◆認知度向上を最重視
全国実行委員会では活動の基本目標を(1)社会・経済に対する協同組合の貢献についての認知度の向上、(2)協同組合の発展、(3)協同組合政策・制度の整備、(4)東日本大震災からの復旧・復興の4つを掲げ、このうち最も重視する活動を「認知度の向上」とし、協同組合が果たしている役割について情報発信に努めていく。
内橋克人代表(写真・左)は被災地での各協同組合の活動について▽組合員だけでなく地域全体を支援している、▽地域を超えた連携がある、▽地域の復興計画そのものに知恵を出している、ことを挙げ、「人々が生き抜く力を取り戻すために力を注いでいる」など役割を発揮していることを評価したが、国際協同組合年を「単なるイベントに終わらせていけない。貧困の根絶など社会の課題解決に具体的に努めなければならない」と強調した。
また、実行委員会はキックオフイベントの参加者に向け「国連が協同組合を高く評価したからといって、今年、国連が何かしてくれるわけではない。協同組合自体が情報発信など自らが活動を強める必要がある」ことも指摘した。
◆ポストIYCも検討
認知度向上のための具体的な活動としては▽協同組合リーフレットの作成と普及、▽記念イベントの開催、▽大学での講座提供、小中学校での協同組合教育の充実に向けた働きかけなどに取り組む。 また、今回の実行委員会の結成で多様な協同組合グループが集まったことから、これを契機に大震災からの復旧・復興、人材育成など協同組合間の協同も模索する。とくに被災地への支援には協同組合が積極的に取り組んでいることから、積極的な情報交換を行い、実践可能な活動について検討、提案していく。 さらに2012年以降も活動が継続できるよう「ポストIYC(国際協同組合年)」の活動と体制について、24年度上半期をめどに検討を進めることにしている。

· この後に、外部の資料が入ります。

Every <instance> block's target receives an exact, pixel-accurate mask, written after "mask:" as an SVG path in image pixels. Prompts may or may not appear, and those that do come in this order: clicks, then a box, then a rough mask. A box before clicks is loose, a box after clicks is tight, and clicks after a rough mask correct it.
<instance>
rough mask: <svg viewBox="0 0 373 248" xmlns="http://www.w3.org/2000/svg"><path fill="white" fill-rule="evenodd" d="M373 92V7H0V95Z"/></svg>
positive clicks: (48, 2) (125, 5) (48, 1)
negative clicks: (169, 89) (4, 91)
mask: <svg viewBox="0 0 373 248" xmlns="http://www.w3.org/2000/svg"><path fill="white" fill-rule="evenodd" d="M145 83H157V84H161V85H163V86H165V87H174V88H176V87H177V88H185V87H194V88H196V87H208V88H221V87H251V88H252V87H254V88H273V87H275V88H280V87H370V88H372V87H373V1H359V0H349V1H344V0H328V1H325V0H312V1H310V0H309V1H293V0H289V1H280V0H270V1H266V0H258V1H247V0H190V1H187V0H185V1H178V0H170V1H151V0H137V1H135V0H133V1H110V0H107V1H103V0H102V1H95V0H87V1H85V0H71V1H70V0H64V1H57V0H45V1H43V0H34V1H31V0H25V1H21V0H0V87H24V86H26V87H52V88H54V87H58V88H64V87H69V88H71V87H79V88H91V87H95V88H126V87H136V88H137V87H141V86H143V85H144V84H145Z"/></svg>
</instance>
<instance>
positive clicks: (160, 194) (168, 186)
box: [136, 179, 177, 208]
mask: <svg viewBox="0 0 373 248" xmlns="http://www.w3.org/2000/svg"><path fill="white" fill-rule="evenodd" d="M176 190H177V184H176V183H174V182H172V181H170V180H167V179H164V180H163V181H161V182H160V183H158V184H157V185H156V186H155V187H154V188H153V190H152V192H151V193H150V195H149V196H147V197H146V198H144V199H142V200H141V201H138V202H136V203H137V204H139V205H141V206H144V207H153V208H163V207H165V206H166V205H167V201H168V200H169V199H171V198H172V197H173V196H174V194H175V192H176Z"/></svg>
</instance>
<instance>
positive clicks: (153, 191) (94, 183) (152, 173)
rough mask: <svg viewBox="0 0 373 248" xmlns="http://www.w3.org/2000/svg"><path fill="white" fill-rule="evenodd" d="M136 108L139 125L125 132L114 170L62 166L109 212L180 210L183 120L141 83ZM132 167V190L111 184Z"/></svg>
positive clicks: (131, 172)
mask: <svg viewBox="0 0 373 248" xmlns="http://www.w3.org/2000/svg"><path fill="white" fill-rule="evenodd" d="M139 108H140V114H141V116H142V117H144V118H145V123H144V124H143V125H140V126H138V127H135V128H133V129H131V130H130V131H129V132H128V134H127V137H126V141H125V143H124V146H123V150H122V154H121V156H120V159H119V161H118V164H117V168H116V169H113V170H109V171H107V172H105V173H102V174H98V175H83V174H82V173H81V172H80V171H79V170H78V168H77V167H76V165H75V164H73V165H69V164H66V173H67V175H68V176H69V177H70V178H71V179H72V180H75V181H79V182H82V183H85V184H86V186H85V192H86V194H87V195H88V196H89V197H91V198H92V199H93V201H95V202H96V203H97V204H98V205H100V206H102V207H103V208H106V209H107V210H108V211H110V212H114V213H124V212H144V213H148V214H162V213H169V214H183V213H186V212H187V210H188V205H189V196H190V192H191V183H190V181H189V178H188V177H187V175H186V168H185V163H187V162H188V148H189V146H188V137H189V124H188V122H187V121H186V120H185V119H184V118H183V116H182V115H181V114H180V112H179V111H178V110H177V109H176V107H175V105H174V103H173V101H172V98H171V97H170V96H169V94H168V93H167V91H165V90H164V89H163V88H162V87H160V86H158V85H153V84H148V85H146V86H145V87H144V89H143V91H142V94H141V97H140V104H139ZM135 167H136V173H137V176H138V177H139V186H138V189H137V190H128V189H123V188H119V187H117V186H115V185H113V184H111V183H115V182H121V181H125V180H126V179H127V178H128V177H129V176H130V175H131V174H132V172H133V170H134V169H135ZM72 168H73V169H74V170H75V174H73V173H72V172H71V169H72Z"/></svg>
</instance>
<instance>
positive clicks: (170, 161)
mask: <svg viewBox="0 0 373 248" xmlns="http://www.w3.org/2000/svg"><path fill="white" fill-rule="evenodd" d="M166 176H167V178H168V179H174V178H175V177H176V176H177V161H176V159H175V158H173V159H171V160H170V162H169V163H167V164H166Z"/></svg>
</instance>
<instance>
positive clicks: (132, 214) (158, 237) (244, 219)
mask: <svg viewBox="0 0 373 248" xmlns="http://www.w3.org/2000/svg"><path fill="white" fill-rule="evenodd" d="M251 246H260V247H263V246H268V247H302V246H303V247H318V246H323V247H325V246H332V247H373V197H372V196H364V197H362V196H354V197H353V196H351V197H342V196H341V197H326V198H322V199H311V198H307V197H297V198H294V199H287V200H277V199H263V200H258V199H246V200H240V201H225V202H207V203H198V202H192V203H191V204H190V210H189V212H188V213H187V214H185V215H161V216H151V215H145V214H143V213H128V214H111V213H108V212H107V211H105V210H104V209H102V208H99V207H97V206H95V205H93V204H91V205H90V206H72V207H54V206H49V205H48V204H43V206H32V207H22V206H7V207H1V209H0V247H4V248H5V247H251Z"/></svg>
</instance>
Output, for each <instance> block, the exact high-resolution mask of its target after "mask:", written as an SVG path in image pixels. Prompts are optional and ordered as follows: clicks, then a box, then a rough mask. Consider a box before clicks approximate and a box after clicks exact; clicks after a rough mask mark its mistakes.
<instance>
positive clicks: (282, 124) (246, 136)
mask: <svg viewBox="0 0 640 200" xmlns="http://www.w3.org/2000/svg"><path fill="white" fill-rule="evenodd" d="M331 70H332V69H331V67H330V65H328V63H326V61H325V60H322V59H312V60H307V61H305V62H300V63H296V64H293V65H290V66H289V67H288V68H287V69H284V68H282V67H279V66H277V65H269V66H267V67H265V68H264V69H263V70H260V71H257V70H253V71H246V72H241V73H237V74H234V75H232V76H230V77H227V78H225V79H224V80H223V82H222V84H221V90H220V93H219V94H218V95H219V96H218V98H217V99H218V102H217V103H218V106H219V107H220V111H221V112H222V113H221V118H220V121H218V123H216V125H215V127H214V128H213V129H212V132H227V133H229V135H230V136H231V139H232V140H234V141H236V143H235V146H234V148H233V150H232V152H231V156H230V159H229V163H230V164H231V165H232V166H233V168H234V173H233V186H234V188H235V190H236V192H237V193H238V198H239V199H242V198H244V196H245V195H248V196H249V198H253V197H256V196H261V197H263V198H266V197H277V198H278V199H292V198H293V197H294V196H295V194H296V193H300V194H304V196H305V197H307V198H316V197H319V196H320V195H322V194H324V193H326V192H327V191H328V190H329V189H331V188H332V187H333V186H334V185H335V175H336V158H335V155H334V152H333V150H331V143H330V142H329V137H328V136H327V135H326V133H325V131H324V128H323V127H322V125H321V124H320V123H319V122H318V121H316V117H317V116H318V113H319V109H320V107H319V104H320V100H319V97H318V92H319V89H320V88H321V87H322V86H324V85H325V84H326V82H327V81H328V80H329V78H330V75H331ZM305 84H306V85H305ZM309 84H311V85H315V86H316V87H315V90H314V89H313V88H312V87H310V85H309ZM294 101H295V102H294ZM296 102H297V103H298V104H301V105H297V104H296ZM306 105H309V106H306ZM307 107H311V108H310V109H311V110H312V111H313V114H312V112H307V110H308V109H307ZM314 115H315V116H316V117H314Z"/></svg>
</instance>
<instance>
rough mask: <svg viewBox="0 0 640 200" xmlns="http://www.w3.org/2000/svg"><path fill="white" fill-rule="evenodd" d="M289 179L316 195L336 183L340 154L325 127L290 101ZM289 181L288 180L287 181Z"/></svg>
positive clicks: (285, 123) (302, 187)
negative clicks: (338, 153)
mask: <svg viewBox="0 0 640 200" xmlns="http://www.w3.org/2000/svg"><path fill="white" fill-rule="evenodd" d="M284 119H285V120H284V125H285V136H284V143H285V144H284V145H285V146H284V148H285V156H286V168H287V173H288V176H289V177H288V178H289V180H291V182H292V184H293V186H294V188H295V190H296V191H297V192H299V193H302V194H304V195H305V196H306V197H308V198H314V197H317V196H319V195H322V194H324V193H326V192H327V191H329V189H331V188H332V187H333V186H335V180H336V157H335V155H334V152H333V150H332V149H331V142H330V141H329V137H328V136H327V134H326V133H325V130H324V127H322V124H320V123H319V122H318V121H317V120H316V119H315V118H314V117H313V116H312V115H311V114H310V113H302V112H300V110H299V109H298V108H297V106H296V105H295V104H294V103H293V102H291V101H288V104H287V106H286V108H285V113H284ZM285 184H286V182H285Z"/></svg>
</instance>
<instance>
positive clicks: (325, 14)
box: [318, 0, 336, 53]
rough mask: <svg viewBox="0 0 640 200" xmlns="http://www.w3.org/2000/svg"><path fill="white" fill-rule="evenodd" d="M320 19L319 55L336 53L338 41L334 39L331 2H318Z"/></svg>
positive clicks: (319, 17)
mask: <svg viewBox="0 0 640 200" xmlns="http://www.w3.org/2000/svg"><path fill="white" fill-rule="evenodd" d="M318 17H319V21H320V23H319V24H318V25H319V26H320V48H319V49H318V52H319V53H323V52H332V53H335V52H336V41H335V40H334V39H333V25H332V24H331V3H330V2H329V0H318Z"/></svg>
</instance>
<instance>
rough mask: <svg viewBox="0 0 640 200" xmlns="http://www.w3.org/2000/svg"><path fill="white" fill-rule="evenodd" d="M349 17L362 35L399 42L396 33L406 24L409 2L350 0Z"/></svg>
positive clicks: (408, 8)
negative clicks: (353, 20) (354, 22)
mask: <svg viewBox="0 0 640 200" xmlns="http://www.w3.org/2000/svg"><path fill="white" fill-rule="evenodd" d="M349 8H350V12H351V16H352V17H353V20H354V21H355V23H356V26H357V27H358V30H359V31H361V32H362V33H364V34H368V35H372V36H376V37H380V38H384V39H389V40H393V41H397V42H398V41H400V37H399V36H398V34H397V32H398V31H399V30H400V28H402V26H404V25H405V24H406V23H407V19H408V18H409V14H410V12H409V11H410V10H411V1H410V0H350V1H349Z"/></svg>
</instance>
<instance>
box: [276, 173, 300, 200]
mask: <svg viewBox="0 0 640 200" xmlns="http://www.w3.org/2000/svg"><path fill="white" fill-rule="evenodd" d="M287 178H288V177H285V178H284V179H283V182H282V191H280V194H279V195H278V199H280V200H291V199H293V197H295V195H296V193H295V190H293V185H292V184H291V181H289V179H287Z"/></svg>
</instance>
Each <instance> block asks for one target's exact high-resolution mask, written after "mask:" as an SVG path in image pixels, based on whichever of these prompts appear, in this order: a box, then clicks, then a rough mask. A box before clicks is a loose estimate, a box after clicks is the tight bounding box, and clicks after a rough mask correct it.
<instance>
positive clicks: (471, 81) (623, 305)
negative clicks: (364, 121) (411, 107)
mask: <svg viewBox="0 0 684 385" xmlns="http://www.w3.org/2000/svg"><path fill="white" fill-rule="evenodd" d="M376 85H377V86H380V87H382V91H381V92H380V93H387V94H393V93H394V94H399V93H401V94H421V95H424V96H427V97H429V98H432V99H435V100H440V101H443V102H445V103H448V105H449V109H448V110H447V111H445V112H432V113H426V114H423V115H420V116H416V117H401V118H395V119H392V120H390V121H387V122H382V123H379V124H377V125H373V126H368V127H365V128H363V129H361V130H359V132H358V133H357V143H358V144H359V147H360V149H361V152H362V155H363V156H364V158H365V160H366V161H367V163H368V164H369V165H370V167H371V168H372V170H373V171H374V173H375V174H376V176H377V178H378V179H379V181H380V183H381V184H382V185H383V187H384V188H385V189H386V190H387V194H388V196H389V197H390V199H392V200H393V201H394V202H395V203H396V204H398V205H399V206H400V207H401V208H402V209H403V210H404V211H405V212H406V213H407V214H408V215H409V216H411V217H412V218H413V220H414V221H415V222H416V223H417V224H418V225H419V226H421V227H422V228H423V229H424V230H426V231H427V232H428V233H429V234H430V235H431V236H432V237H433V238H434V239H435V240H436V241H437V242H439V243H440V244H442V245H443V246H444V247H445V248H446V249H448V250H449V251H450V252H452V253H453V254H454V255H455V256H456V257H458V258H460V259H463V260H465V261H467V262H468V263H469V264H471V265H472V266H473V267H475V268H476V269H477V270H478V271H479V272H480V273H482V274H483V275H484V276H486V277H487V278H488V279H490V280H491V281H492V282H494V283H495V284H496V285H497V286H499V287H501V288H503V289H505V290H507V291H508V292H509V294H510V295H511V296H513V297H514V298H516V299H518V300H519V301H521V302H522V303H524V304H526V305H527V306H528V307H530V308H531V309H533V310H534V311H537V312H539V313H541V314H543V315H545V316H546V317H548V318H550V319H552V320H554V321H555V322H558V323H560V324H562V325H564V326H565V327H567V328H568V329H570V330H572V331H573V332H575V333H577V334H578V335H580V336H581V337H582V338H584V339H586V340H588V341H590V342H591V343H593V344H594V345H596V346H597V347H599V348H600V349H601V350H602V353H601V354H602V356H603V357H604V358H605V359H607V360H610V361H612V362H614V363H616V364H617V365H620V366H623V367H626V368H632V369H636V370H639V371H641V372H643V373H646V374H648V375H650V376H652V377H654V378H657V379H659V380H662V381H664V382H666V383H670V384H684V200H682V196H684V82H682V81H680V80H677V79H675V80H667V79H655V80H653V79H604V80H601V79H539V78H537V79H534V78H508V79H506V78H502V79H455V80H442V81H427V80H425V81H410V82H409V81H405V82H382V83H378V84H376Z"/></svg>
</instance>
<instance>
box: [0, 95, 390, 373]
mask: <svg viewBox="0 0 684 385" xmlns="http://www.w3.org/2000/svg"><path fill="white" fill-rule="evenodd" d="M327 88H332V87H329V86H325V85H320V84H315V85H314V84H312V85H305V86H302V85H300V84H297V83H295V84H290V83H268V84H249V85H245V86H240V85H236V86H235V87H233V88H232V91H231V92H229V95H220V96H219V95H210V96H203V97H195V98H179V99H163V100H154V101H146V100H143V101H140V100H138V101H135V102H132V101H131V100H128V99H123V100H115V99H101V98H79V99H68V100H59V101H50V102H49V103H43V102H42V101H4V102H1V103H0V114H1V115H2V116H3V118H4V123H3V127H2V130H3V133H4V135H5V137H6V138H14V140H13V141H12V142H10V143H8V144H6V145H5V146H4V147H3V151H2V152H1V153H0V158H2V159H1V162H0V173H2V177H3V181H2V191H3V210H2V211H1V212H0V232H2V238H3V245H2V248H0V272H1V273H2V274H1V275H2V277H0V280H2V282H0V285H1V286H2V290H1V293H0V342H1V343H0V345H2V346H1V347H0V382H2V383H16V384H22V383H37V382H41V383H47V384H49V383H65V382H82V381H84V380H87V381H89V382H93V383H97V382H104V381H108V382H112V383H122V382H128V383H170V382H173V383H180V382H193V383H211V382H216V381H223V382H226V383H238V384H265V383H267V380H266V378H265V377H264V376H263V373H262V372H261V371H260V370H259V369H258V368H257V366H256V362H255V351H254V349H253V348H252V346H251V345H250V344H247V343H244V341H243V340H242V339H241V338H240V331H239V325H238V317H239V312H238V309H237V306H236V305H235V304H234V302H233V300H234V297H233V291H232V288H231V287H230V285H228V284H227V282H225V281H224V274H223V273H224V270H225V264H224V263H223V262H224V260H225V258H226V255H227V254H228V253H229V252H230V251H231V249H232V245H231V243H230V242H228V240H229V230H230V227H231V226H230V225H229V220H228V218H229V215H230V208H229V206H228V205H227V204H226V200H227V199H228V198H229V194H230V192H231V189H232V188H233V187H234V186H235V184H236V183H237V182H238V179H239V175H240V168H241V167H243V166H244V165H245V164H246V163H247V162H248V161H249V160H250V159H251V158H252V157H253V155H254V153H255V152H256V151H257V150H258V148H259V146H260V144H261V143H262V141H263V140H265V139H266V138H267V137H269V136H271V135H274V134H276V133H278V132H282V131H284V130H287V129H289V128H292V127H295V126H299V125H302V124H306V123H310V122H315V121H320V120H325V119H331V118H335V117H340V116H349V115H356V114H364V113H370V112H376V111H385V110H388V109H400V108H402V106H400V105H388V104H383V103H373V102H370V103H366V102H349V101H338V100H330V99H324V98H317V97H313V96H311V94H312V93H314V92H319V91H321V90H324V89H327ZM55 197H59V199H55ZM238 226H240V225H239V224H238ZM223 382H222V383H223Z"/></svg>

実行委員会では茂木守前JA全中会長に代わり萬歳章全中会長が副代表に就任することが了承された。
萬歳会長は同日、コメントを発表。国連がIYCを定めた背景に協同組合が人々の経済社会開発へ最大限の参加を促していることや、持続可能な開発、貧困の根絶などに貢献できる事業体であると評価していることがあるとして「このことを誇りに思い、より多くの方々に協同組合の意義、素晴らしさを理解していただきたい。JAグループとしても全力をあげていきたい」としている。
◆政府に憲章制定の働きかけ
国連は国際協同組合年を機に各国政府が協同組合の発展を促すことを求めている。
それを受け実行委員会では協同組合憲章を日本政府に制定するよう働きかけることも活動の重点としている。実行委員会で決めた草案はその前文で憲章制定の目的を「政府に対して協同組合全体を貫く協同組合政策の基本的な考え方と方針を明らかにするようもとめるため」としている。 そのうえで協同組合の基本理念と果たしている役割を整理し、協同組合政策の基本原則や政府の行動指針を記すという構成になっている。
中小企業同友会は平成22年に「中小企業憲章草案」を策定し政府に制定を働きかけた結果、この憲章が閣議決定された。この例をふまえ協同組合憲章の制定をめざすもので各協同組合の中央機関は今後、内閣官房や関係省庁に働きかけを行っていくことにしている。